The parent company of Heritage Oaks Bank and its Business First Bank division in Santa Barbara said a drop in earnings compared to the fourth quarter of 2011 was the result of a $2.6 million increase in its provision for loan losses, a rise it pinned on a single, $10 million-plus loan relationship that had soured. The bank said it no longer expects to receive full repayment when the loan matures in the second quarter.
Even so, Heritage Oaks noted that the latest earnings report marks its sixth consecutive quarter of profitability.
On March 4, 2010, the Federal Deposit Insurance Corp. and the California Department of Financial Institutions had placed the banking company under a joint consent order. The agreement placed restrictions on the bank’s ability to pay dividends and open new branches. It also asked the lender to maintain a minimum tier-one leverage ratio of 10 percent as it worked to improve loan quality. That ratio stood at 12.17 percent at the end of the most recent quarter.

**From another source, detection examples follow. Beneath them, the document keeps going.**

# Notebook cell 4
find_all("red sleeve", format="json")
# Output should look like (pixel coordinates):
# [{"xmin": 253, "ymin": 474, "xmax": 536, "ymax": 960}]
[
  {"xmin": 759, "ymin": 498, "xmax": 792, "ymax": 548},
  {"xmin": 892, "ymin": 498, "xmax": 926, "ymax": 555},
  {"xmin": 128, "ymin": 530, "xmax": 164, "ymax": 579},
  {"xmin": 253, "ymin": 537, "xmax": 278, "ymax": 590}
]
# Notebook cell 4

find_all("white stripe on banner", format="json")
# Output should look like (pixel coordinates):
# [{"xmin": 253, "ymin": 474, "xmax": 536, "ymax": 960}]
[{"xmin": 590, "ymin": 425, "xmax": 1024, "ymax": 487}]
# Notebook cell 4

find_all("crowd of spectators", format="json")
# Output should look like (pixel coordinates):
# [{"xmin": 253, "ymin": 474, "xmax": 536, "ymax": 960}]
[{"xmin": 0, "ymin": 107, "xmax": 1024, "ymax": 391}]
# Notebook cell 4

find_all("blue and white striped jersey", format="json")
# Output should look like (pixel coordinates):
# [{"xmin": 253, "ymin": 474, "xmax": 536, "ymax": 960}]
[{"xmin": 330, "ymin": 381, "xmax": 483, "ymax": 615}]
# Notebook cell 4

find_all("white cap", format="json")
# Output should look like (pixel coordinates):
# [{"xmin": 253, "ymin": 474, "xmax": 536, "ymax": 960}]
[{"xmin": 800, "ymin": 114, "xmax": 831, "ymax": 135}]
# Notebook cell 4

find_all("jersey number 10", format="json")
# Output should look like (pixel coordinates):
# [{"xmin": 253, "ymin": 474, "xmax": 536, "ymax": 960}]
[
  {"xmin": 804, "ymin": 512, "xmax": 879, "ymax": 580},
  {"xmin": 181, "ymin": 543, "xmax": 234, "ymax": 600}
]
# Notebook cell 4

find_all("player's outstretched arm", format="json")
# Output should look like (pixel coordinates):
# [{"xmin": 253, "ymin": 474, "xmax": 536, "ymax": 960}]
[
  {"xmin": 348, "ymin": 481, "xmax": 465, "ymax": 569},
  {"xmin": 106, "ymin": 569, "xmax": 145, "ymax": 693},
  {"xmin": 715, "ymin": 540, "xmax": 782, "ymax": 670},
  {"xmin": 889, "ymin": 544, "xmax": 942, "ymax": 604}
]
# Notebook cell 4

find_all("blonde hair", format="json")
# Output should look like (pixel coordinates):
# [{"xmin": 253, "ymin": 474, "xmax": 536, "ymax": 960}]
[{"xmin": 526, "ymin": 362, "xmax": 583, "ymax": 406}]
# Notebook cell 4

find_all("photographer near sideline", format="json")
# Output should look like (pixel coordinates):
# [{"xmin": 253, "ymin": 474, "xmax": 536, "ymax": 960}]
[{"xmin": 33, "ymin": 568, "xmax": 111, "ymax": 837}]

“The removal of the order is testament to the hard work of the entire Heritage Oaks Bank team in addressing the requirements of the order. Our capital position has been strengthened, the bank’s profitability has improved, and we will continue to focus on improving credit quality and operating efficiency,” Heritage Oaks President and CEO Simone Lagomarsino said in a statement.
She took the helm at the Paso Robles-based lender in September 2011, after longtime executive Larry Ward retired.
Lagomarsino noted in that statement that Heritage Oaks has consolidated three of its smaller Central Coast branches into nearby branches as it prepares to open its first Ventura County location in Oxnard this June. “The size and opportunity in the Ventura County market is greater than the size and opportunity in Santa Barbara and San Luis Obispo Counties combined,” Lagomarsino said. She added that the bank has hired five new loan officers to grow its Small Business Administration-backed and agriculture portfolios.
The bank reported that it crossed the billion-dollar mark in the quarter, with assets climbing by $21.6 million. Deposits jumped $20.2 million in March, it said.